Mark Eddleston – Project Leader
Please describe your role at Contamac:
As a project leader within the R&D team at Contamac I am heavily focussed on developing new contact lens materials. My role typically comprises taking a concept for a material that will bring benefits for patients and converting this idea into a finished product.
I’m very lucky in that I get to be involved in many different activities within the product development process from strategic planning, through to polymer formulation design, process optimisation and analytical testing, and ultimately to overseeing regulatory submissions.
What is your professional history?
Prior to joining Contamac, I worked for over a decade within the healthcare sector applying my chemistry training in various industrial and academic settings. Selected highlights include developing new medical devices while working at AstraZeneca, including the asthma medication Symbicort pMDI, and completing a PhD and several fascinating research projects at the University of Cambridge.
What do you enjoy most about working at Contamac and our industry?
Contamac has a strong commitment to provide the best possible products, both for contact lens wearers and for the lens manufacturers who turn our materials into finished lenses. There is a drive within the company to innovate and develop new materials, which is inspiring to be part of and has already led to me being responsible for three successful FDA submissions.

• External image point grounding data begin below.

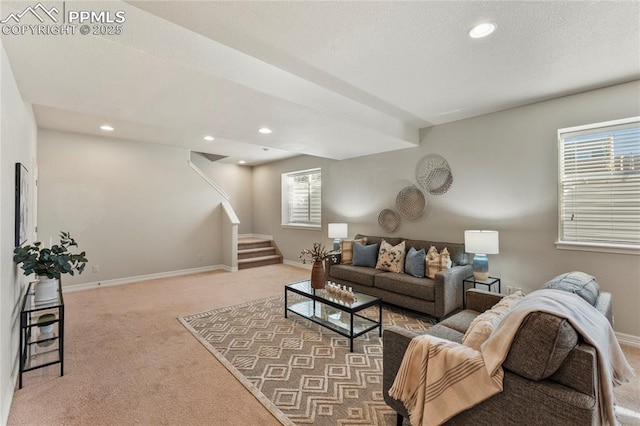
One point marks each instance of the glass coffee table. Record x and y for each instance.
(332, 312)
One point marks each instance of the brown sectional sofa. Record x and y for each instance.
(550, 373)
(436, 297)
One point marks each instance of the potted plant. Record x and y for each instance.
(318, 254)
(49, 263)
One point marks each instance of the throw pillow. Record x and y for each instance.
(414, 262)
(391, 258)
(346, 247)
(483, 325)
(584, 285)
(436, 262)
(365, 255)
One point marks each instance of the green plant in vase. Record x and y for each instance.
(318, 254)
(49, 263)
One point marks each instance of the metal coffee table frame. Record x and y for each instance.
(322, 308)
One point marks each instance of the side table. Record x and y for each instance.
(490, 282)
(41, 332)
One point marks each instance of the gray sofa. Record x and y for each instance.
(551, 375)
(436, 297)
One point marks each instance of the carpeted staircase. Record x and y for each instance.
(253, 252)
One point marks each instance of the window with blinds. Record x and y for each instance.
(302, 198)
(599, 185)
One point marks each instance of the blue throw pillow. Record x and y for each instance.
(414, 262)
(365, 255)
(584, 285)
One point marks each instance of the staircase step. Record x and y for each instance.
(251, 243)
(259, 261)
(256, 252)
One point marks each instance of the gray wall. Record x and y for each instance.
(505, 178)
(235, 181)
(136, 208)
(18, 135)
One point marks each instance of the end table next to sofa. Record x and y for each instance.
(489, 283)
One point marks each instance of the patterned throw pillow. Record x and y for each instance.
(391, 258)
(414, 262)
(483, 325)
(436, 262)
(346, 247)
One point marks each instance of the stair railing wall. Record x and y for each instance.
(230, 224)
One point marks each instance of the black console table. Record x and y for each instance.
(41, 332)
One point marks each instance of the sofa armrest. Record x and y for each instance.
(448, 289)
(482, 300)
(579, 370)
(395, 341)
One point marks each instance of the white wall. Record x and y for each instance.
(235, 181)
(18, 144)
(505, 178)
(136, 208)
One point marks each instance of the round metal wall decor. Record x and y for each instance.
(434, 174)
(411, 203)
(388, 220)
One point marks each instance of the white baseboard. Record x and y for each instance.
(129, 280)
(297, 264)
(628, 339)
(6, 403)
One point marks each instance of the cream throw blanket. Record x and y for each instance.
(613, 368)
(439, 378)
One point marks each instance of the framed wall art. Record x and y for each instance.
(22, 203)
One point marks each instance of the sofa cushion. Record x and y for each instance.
(483, 325)
(365, 255)
(437, 261)
(346, 249)
(414, 262)
(355, 274)
(391, 258)
(460, 321)
(456, 250)
(420, 288)
(584, 285)
(540, 346)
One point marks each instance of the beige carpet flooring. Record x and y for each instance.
(128, 360)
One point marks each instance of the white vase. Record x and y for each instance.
(46, 289)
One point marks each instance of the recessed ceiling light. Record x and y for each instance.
(482, 30)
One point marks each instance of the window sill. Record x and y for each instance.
(599, 247)
(304, 227)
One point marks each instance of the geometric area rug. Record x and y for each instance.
(301, 372)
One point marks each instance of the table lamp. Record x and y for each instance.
(481, 243)
(338, 231)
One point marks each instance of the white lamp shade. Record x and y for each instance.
(338, 230)
(485, 242)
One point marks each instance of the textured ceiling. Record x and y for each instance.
(333, 79)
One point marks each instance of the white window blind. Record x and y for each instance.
(599, 184)
(302, 198)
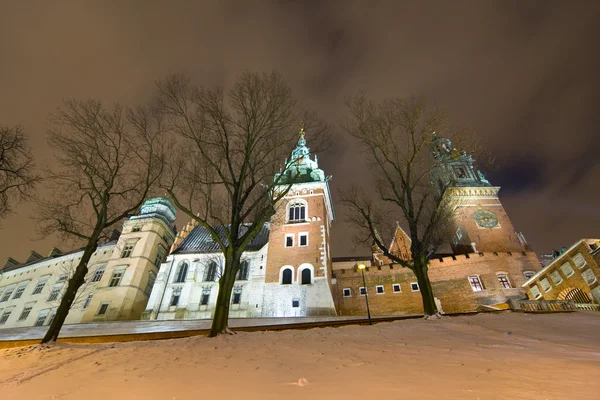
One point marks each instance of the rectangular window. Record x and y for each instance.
(504, 282)
(289, 240)
(25, 313)
(546, 285)
(567, 269)
(204, 299)
(98, 273)
(7, 294)
(5, 316)
(102, 309)
(303, 239)
(476, 284)
(535, 291)
(127, 250)
(579, 260)
(55, 292)
(87, 302)
(556, 278)
(115, 279)
(589, 276)
(20, 290)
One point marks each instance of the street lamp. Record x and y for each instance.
(362, 269)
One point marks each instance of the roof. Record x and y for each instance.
(200, 241)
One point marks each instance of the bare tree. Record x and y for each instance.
(109, 161)
(234, 144)
(17, 176)
(398, 137)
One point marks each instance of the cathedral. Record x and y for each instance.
(288, 270)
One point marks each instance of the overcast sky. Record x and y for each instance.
(523, 74)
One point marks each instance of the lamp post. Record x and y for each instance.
(362, 269)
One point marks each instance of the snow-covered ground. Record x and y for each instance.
(485, 356)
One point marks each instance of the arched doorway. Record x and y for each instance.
(577, 295)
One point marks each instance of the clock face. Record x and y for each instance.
(485, 218)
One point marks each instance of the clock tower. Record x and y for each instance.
(481, 223)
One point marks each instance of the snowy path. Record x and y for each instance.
(486, 356)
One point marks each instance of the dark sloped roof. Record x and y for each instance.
(200, 241)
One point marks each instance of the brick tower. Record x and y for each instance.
(298, 268)
(481, 222)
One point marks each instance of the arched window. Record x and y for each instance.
(306, 277)
(286, 276)
(243, 272)
(181, 272)
(297, 211)
(211, 272)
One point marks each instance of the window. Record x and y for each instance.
(211, 272)
(182, 272)
(20, 290)
(150, 284)
(175, 297)
(567, 269)
(289, 240)
(8, 293)
(476, 284)
(98, 273)
(204, 299)
(87, 302)
(286, 276)
(528, 274)
(243, 272)
(297, 212)
(115, 279)
(5, 316)
(556, 278)
(589, 276)
(306, 277)
(41, 318)
(55, 292)
(127, 250)
(535, 291)
(160, 255)
(579, 260)
(504, 282)
(546, 285)
(103, 308)
(25, 313)
(303, 239)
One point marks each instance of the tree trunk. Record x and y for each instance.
(420, 270)
(221, 317)
(75, 283)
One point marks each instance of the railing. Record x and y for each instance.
(587, 307)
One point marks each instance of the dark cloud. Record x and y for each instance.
(523, 74)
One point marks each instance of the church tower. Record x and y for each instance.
(298, 268)
(481, 223)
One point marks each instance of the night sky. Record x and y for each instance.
(523, 74)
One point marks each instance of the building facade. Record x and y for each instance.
(121, 275)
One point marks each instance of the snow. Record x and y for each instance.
(485, 356)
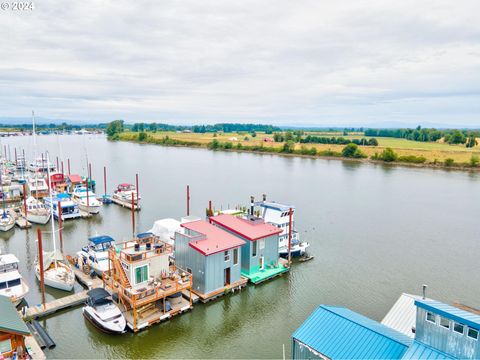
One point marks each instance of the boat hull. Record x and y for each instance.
(100, 326)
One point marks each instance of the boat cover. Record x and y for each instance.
(101, 239)
(165, 229)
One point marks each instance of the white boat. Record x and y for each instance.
(12, 284)
(56, 273)
(7, 221)
(69, 208)
(278, 215)
(86, 202)
(125, 192)
(37, 212)
(103, 313)
(95, 254)
(38, 187)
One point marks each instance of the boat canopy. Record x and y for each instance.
(98, 296)
(101, 239)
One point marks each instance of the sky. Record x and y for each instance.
(283, 62)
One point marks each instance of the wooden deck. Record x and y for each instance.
(237, 286)
(126, 204)
(51, 307)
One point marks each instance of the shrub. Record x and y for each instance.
(142, 136)
(412, 159)
(352, 151)
(449, 162)
(474, 160)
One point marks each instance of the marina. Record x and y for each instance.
(148, 319)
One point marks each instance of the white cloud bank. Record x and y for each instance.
(305, 62)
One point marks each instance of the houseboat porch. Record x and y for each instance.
(269, 272)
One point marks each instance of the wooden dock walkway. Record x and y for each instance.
(51, 307)
(126, 204)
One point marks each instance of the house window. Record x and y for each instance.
(458, 327)
(444, 322)
(262, 244)
(141, 274)
(235, 256)
(472, 333)
(430, 317)
(5, 346)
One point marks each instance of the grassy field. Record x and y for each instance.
(432, 151)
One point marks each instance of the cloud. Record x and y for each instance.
(303, 62)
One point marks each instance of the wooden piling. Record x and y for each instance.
(60, 224)
(40, 258)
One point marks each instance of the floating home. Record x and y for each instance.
(212, 255)
(440, 331)
(12, 331)
(148, 288)
(260, 254)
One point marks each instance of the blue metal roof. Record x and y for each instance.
(422, 351)
(340, 333)
(101, 239)
(450, 312)
(277, 206)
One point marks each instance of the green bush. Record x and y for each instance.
(449, 162)
(412, 159)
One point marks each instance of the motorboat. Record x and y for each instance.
(278, 215)
(38, 187)
(102, 312)
(56, 272)
(86, 200)
(95, 254)
(12, 284)
(69, 209)
(37, 212)
(7, 221)
(125, 192)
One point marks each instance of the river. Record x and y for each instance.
(375, 231)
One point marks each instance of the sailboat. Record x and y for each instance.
(56, 272)
(7, 221)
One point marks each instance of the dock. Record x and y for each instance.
(126, 204)
(51, 307)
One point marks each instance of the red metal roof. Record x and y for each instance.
(74, 178)
(246, 228)
(216, 240)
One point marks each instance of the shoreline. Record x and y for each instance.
(438, 166)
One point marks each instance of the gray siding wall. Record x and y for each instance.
(208, 271)
(250, 263)
(444, 339)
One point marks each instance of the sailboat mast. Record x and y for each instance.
(51, 211)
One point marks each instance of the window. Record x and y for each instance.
(444, 322)
(458, 327)
(235, 256)
(262, 244)
(472, 333)
(430, 317)
(141, 274)
(5, 346)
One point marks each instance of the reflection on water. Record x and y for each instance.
(376, 231)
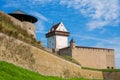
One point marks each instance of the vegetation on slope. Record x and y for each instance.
(9, 71)
(8, 27)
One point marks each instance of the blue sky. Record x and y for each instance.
(93, 23)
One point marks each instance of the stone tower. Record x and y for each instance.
(27, 21)
(57, 37)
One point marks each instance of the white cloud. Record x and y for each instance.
(101, 12)
(39, 15)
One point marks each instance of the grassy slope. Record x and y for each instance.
(9, 71)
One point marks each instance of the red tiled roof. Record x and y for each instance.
(54, 27)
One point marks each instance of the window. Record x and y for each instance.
(29, 28)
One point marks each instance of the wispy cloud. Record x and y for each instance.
(39, 15)
(101, 12)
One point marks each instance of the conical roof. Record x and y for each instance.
(23, 16)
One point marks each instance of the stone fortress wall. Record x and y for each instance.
(29, 27)
(91, 57)
(94, 58)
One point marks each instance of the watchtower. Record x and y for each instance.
(57, 37)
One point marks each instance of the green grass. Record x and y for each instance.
(9, 71)
(69, 58)
(103, 70)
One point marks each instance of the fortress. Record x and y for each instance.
(26, 55)
(57, 40)
(92, 57)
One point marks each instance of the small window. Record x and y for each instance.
(112, 67)
(108, 67)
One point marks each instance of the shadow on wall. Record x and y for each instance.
(111, 75)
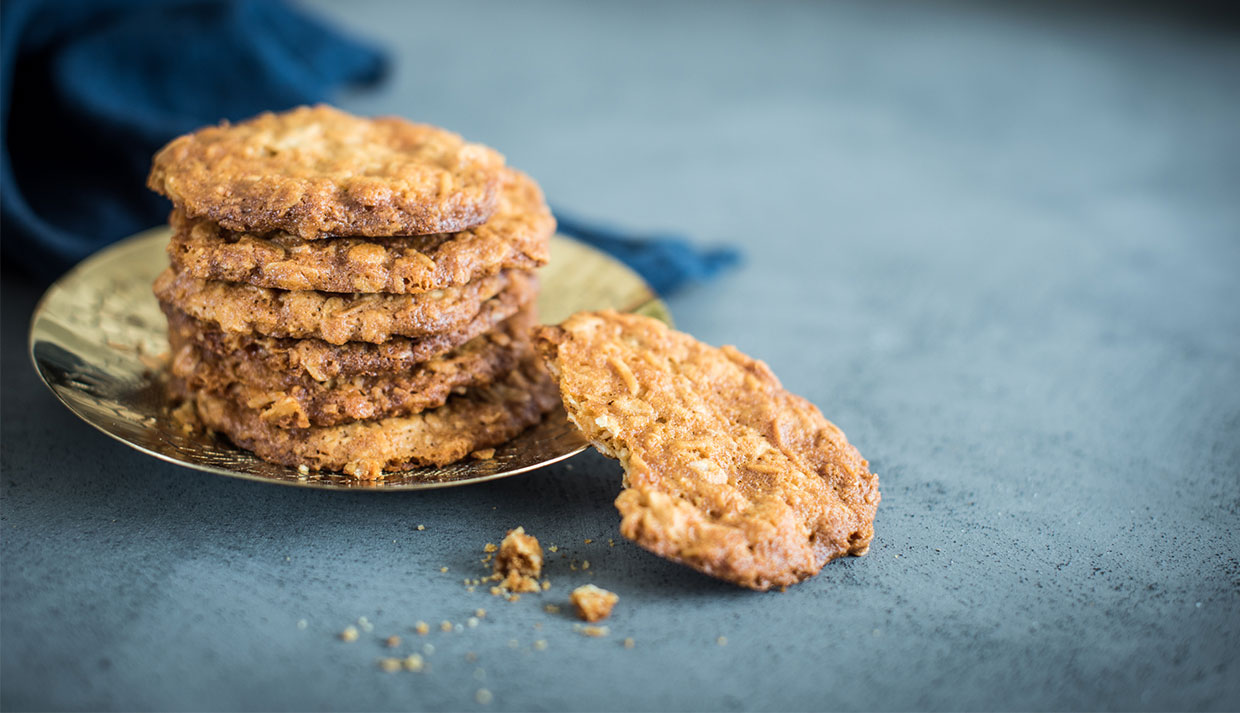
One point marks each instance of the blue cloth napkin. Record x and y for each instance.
(91, 89)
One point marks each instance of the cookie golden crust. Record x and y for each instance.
(724, 470)
(516, 237)
(329, 316)
(294, 399)
(323, 361)
(479, 418)
(318, 171)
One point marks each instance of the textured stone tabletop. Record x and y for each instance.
(1000, 249)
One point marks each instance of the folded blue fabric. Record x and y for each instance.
(91, 89)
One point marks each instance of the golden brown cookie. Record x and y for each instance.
(476, 419)
(516, 237)
(329, 316)
(318, 171)
(294, 399)
(323, 361)
(724, 470)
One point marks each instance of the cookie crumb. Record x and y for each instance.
(593, 603)
(518, 562)
(389, 665)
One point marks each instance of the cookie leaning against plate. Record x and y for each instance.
(323, 361)
(293, 399)
(724, 470)
(478, 419)
(517, 236)
(331, 316)
(318, 171)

As an R&D chemist, working in the contact lens industry is something that I find hugely rewarding as it gives me the opportunity to develop products which will have a positive impact on the lives of patients.
Can you tell us about some of the projects you have been working on?
I have largely specialised in GP materials during my time at Contamac, and by far the biggest undertaking to date has been the development of Optimum Infinite. This was a very exciting project being the first hyper Dk material that Contamac has produced and also a product designed to be ideally suited for scleral and ortho-k modalities, which are currently seeing huge growth in the marketplace.
The factors which make Optimum Infinite unique are the flexural modulus of 1341 MPa, which results in this material being among the most rigid of the contact lens polymers, and the oxygen permeability of 180 barrer, which results in more oxygen being transmitted to the cornea when compared to a variety of other popular GP materials. This potentially brings significant eye health benefits, particularly for patients with compromised corneas or wherever thicker lens designs are used.
These properties are combined with excellent wettability and lathability. Overall this has resulted in a lot of positive interest in Optimum Infinite within the contact lens industry.
What do you predict to be the next innovation in contact lens materials?
The innovation that I would most like to see most, not just for contact lenses, but for plastics in general, would be a new way of introducing biodegradability. This is a serious challenge as plastic materials need to remain stable for a long period of time, years in the case of a GP contact lens, but if they could be engineered in such a way that at the end of their useful life they could be collected and subjected to a simple treatment (such as heating to high temperature) to render them biodegradable, the environmental benefits would be astronomical.
If you were shipwrecked on a deserted island, but all your human needs—such as food and water—were taken care of, what two items would you want to have with you?
I would say my wife and kids, but firstly, I’m not sure that they would appreciate being classed as ‘items’ and secondly, I would have to pick two from three, which could only end badly!
Being a practical person I would have to go for useful items, and as I tend to find life is far more enjoyable when I’m well slept, I would choose a comfy bed, and to go with it, a top of the range mosquito net to keep the creepy crawlies out!